Can Multimodal LLMs Perform Time Series Anomaly Detection?

Time series anomaly detection (TSAD) has been a long-standing pillar problem in Web-scale systems and online infrastructures, such as service reliability monitoring, system fault diagnosis, and performance optimization. Large language models (LLMs) have demonstrated unprecedented capabilities in time series analysis, the potential of multimodal LLMs (MLLMs), particularly vision-language models, in TSAD remains largely under-explored. One natural way for humans to detect time series anomalies is through visualization and textual description. It motivates our research question: Can multimodal LLMs perform time series anomaly detection? Existing studies often oversimplify the problem by treating point-wise anomalies as special cases of range-wise ones or by aggregating point anomalies to approximate range-wise scenarios. They limit our understanding for realistic scenarios such as multi-granular anomalies and irregular time series. To address the gap, we build a VisualTimeAnomaly benchmark to comprehensively investigate zero-shot capabilities of MLLMs for TSAD, progressively from point-, range-, to variate-wise anomalies, and extends to irregular sampling conditions. Our study reveals several key insights in multimodal MLLMs for TSAD. Built on these findings, we propose a MLLMs-based multi-agent framework TSAD-Agents to achieve automatic TSAD. Our framework comprises scanning, planning, detection, and checking agents that synergistically collaborate to reason, plan, and self-reflect to enable automatic TSAD. These agents adaptively invoke tools such as traditional methods and MLLMs and dynamically switch between text and image modalities to optimize detection performance.

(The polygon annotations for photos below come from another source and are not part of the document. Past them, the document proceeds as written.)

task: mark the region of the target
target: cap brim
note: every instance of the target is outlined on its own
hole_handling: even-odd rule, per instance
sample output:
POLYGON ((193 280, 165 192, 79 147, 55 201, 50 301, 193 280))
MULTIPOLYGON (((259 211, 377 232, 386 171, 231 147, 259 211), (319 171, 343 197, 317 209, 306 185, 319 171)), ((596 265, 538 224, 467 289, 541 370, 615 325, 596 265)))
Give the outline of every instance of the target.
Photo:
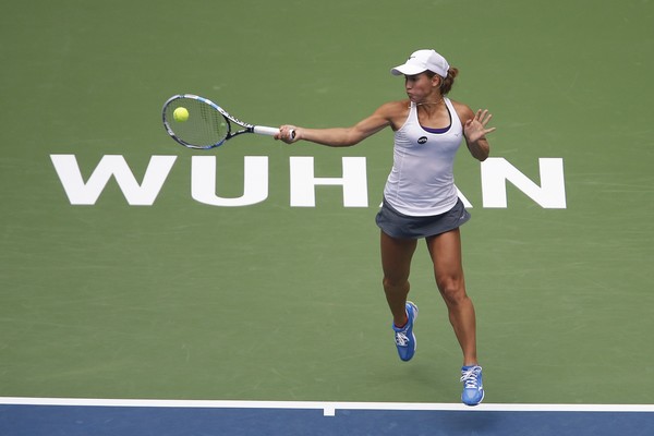
POLYGON ((402 74, 415 75, 415 74, 424 73, 425 71, 427 71, 427 70, 423 66, 403 64, 403 65, 399 65, 399 66, 396 66, 392 70, 390 70, 390 74, 392 74, 392 75, 402 75, 402 74))

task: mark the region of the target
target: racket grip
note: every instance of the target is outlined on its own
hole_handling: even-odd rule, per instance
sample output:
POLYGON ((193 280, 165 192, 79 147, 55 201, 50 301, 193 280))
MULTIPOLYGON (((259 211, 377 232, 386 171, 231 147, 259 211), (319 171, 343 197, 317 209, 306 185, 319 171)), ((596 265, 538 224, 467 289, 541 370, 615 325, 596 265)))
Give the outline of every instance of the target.
POLYGON ((275 136, 276 134, 279 133, 279 129, 277 129, 277 128, 266 128, 264 125, 255 125, 254 126, 254 133, 257 133, 259 135, 275 136))

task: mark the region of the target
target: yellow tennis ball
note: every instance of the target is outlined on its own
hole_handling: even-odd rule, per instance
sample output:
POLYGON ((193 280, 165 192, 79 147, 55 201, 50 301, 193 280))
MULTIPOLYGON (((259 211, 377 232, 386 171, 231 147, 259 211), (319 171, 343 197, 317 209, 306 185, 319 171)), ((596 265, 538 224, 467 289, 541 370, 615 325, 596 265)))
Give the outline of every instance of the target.
POLYGON ((174 121, 184 122, 189 119, 189 111, 186 108, 179 107, 172 112, 172 118, 174 118, 174 121))

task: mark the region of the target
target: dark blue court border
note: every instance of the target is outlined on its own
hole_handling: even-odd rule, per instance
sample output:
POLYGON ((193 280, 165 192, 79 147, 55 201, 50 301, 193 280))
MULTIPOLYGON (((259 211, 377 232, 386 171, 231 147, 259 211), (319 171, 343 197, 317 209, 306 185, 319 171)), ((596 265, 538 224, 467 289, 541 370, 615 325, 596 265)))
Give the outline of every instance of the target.
POLYGON ((652 436, 652 412, 0 405, 2 436, 652 436))

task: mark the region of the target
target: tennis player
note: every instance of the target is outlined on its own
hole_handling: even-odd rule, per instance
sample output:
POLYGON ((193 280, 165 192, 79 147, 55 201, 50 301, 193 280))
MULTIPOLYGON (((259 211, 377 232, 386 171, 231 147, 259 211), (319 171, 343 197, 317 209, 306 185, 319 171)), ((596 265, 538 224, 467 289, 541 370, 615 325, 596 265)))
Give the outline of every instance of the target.
POLYGON ((459 71, 436 51, 417 50, 390 72, 404 76, 408 99, 385 104, 351 128, 282 125, 276 138, 289 144, 310 141, 347 147, 385 128, 393 130, 393 165, 376 222, 382 229, 383 284, 398 353, 402 361, 409 361, 415 352, 413 326, 417 306, 407 298, 411 259, 417 240, 424 239, 434 263, 436 286, 463 351, 461 400, 476 405, 484 399, 484 388, 476 355, 475 312, 465 292, 459 230, 470 215, 457 195, 453 162, 463 138, 471 155, 485 160, 489 154, 486 135, 495 128, 487 128, 492 118, 487 110, 475 113, 447 97, 459 71))

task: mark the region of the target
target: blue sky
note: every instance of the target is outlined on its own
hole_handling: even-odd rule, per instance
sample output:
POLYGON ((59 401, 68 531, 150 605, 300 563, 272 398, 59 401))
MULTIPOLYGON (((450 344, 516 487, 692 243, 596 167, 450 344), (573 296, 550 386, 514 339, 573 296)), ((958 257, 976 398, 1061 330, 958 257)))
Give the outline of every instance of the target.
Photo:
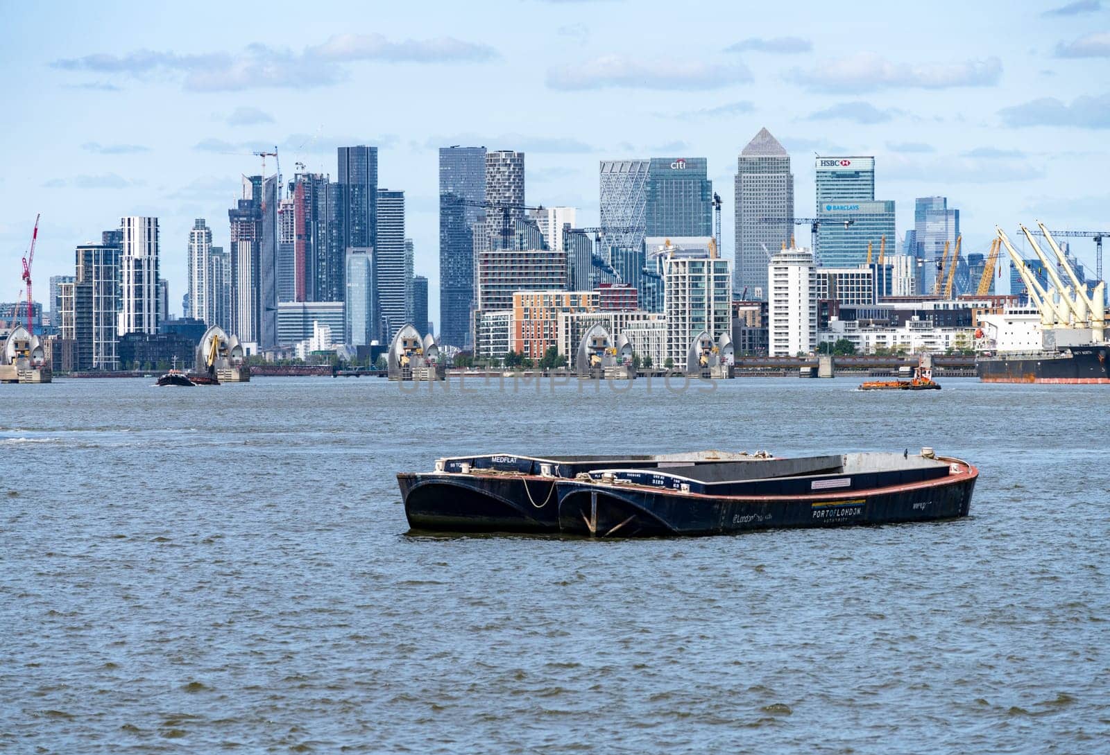
MULTIPOLYGON (((526 153, 531 204, 597 218, 597 162, 704 156, 730 251, 737 152, 767 126, 794 157, 874 154, 877 198, 944 194, 965 249, 993 224, 1110 226, 1110 2, 0 2, 0 300, 41 212, 36 280, 119 217, 161 221, 171 306, 188 229, 226 245, 258 150, 335 174, 380 147, 437 302, 436 147, 526 153)), ((269 165, 268 165, 269 169, 269 165)), ((1093 244, 1073 246, 1093 264, 1093 244)))

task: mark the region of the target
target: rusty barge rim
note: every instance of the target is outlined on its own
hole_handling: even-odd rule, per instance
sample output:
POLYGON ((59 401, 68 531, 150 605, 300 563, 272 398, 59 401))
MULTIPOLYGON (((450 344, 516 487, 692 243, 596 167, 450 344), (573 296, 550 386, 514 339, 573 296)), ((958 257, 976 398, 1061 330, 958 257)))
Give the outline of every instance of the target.
MULTIPOLYGON (((613 484, 610 482, 601 482, 598 480, 571 480, 563 479, 558 480, 556 484, 558 486, 574 486, 576 490, 568 491, 567 494, 572 492, 582 492, 585 490, 592 490, 594 488, 602 488, 606 491, 609 490, 635 490, 636 492, 657 492, 668 497, 682 497, 692 500, 710 500, 710 501, 748 501, 748 502, 766 502, 766 503, 793 503, 803 501, 839 501, 839 500, 855 500, 858 498, 869 498, 871 496, 886 496, 891 493, 906 492, 909 490, 925 490, 931 488, 944 488, 951 484, 966 483, 976 480, 979 477, 979 468, 963 461, 962 459, 956 459, 953 457, 938 456, 938 461, 947 461, 949 463, 958 463, 965 467, 965 470, 957 472, 956 475, 949 475, 946 478, 936 480, 922 480, 921 482, 909 482, 907 484, 891 484, 882 488, 862 488, 860 490, 847 490, 842 492, 830 492, 827 494, 797 494, 797 496, 717 496, 713 493, 695 493, 695 492, 683 492, 682 490, 675 490, 673 488, 657 488, 650 484, 639 484, 636 482, 620 482, 618 484, 613 484)), ((848 476, 850 477, 850 476, 848 476)), ((541 478, 549 479, 549 478, 541 478)))

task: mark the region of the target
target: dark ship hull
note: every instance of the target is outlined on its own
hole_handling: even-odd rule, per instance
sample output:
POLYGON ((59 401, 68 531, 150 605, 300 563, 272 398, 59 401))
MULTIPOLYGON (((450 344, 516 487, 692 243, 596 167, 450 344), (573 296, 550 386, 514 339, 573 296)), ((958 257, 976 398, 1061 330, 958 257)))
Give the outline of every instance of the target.
POLYGON ((998 355, 976 361, 983 382, 1110 384, 1110 348, 1069 346, 1059 351, 998 355))
POLYGON ((591 469, 687 469, 724 461, 760 463, 738 453, 567 456, 538 459, 487 455, 436 461, 434 472, 397 475, 405 517, 414 530, 558 532, 555 482, 591 469))
POLYGON ((978 470, 956 459, 939 461, 951 467, 824 476, 819 479, 830 486, 825 493, 814 492, 813 478, 726 486, 690 481, 688 490, 668 489, 658 480, 625 482, 619 475, 610 483, 559 481, 559 530, 595 538, 707 535, 966 517, 978 470), (722 487, 739 492, 715 490, 722 487))

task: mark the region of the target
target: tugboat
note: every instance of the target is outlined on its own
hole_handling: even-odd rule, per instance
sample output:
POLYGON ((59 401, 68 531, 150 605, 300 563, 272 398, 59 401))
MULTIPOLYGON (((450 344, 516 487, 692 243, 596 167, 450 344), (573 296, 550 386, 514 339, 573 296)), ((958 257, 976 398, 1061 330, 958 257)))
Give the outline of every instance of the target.
POLYGON ((182 388, 195 386, 196 384, 185 375, 184 370, 178 369, 178 358, 173 357, 173 365, 170 371, 158 378, 160 386, 180 386, 182 388))
POLYGON ((940 384, 932 379, 932 357, 922 354, 914 377, 909 380, 867 380, 860 390, 940 390, 940 384))

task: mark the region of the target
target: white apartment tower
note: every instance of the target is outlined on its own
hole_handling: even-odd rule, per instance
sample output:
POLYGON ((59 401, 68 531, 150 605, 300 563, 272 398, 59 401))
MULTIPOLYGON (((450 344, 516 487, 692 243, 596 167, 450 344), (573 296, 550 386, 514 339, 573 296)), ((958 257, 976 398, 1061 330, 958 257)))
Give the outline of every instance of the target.
POLYGON ((767 339, 773 357, 817 348, 817 266, 806 248, 776 252, 767 266, 767 339))
POLYGON ((698 251, 663 258, 666 356, 686 364, 690 344, 703 330, 716 340, 733 331, 733 272, 727 259, 698 251))
POLYGON ((189 312, 186 317, 195 317, 212 324, 209 319, 211 305, 209 303, 211 285, 212 228, 208 227, 203 217, 198 217, 189 231, 189 312))
POLYGON ((158 218, 135 215, 120 218, 123 252, 120 255, 119 335, 158 333, 159 312, 158 218))

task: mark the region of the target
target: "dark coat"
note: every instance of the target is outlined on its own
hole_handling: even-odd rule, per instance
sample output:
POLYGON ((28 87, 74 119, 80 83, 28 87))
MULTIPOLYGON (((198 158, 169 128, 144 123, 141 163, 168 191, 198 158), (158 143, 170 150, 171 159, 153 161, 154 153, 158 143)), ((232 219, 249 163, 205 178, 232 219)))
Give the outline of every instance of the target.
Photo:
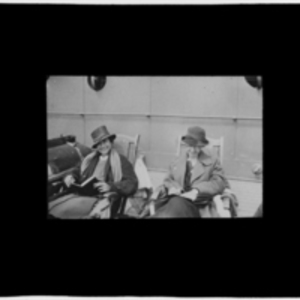
MULTIPOLYGON (((88 156, 92 156, 94 153, 89 154, 88 156)), ((122 179, 119 182, 114 182, 111 166, 109 160, 105 165, 105 182, 108 183, 111 187, 111 192, 117 192, 121 196, 130 196, 137 191, 138 188, 138 179, 134 172, 132 164, 128 161, 128 159, 120 155, 121 160, 121 169, 122 169, 122 179)), ((86 157, 87 159, 88 156, 86 157)), ((99 159, 99 158, 98 158, 99 159)), ((81 164, 77 166, 77 168, 73 171, 72 175, 76 179, 77 182, 83 182, 88 177, 83 176, 81 173, 81 164)))

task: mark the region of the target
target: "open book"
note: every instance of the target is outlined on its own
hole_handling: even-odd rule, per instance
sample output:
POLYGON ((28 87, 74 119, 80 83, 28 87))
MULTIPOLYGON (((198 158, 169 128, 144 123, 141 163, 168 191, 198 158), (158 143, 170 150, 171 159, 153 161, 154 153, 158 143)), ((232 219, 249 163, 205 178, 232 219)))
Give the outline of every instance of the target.
POLYGON ((94 176, 91 176, 81 184, 72 183, 69 189, 71 192, 75 192, 80 195, 94 196, 99 193, 98 189, 94 187, 96 182, 99 182, 99 180, 94 176))

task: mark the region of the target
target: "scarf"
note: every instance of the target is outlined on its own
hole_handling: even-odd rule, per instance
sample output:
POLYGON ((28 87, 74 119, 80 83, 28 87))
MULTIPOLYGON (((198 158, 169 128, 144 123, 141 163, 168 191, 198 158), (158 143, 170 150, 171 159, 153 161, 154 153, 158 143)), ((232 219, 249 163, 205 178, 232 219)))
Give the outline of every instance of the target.
MULTIPOLYGON (((89 177, 94 174, 95 168, 100 159, 100 153, 98 151, 94 152, 94 155, 87 156, 81 164, 81 180, 82 183, 89 177)), ((119 153, 112 148, 109 154, 109 164, 105 166, 105 177, 109 172, 109 168, 111 169, 114 182, 119 182, 122 179, 122 167, 121 167, 121 159, 119 153)))

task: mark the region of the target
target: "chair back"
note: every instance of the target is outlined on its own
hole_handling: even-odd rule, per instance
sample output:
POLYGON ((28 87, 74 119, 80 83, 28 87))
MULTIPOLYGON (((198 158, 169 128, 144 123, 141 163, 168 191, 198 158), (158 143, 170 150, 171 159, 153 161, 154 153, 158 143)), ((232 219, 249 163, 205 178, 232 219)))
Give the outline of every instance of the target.
POLYGON ((134 166, 138 156, 140 135, 129 136, 125 134, 117 134, 114 141, 114 148, 118 153, 124 155, 134 166))

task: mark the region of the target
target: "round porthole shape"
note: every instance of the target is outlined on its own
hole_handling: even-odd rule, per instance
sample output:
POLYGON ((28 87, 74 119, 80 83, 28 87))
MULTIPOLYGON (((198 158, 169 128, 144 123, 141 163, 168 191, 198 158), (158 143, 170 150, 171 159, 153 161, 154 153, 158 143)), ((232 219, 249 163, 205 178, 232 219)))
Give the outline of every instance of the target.
POLYGON ((94 91, 100 91, 106 84, 106 76, 88 76, 88 85, 94 91))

翻译：时间序列异常检测（TSAD）一直是网络规模系统和在线基础设施（如服务可靠性监控、系统故障诊断和性能优化）中长期存在的支柱性问题。尽管大语言模型（LLM）在时间序列分析中展现出前所未有的能力，但多模态大语言模型（MLLM），特别是视觉语言模型在TSAD中的潜力仍未得到充分探索。人类检测时间序列异常的一种自然方式是通过可视化和文本描述。这启发了我们的研究问题：多模态大语言模型能否执行时间序列异常检测？现有研究常通过将点状异常视为范围状异常的特例，或通过聚合点异常来近似范围状场景，从而过度简化问题。这限制了我们对于多粒度异常和不规则时间序列等现实场景的理解。为弥补这一差距，我们构建了VisualTimeAnomaly基准，以全面探究MLLM在TSAD中的零样本能力，从点状、范围状到变量级异常逐步推进，并扩展到不规则采样条件。我们的研究揭示了MLLM在TSAD中的若干关键发现。基于这些发现，我们提出了一个基于MLLM的多智能体框架TSAD-Agents以实现自动化TSAD。该框架包含扫描、规划、检测和校验智能体，它们协同合作进行推理、规划和自我反思，从而实现自动化TSAD。这些智能体自适应地调用传统方法和MLLM等工具，并在文本与图像模态间动态切换以优化检测性能。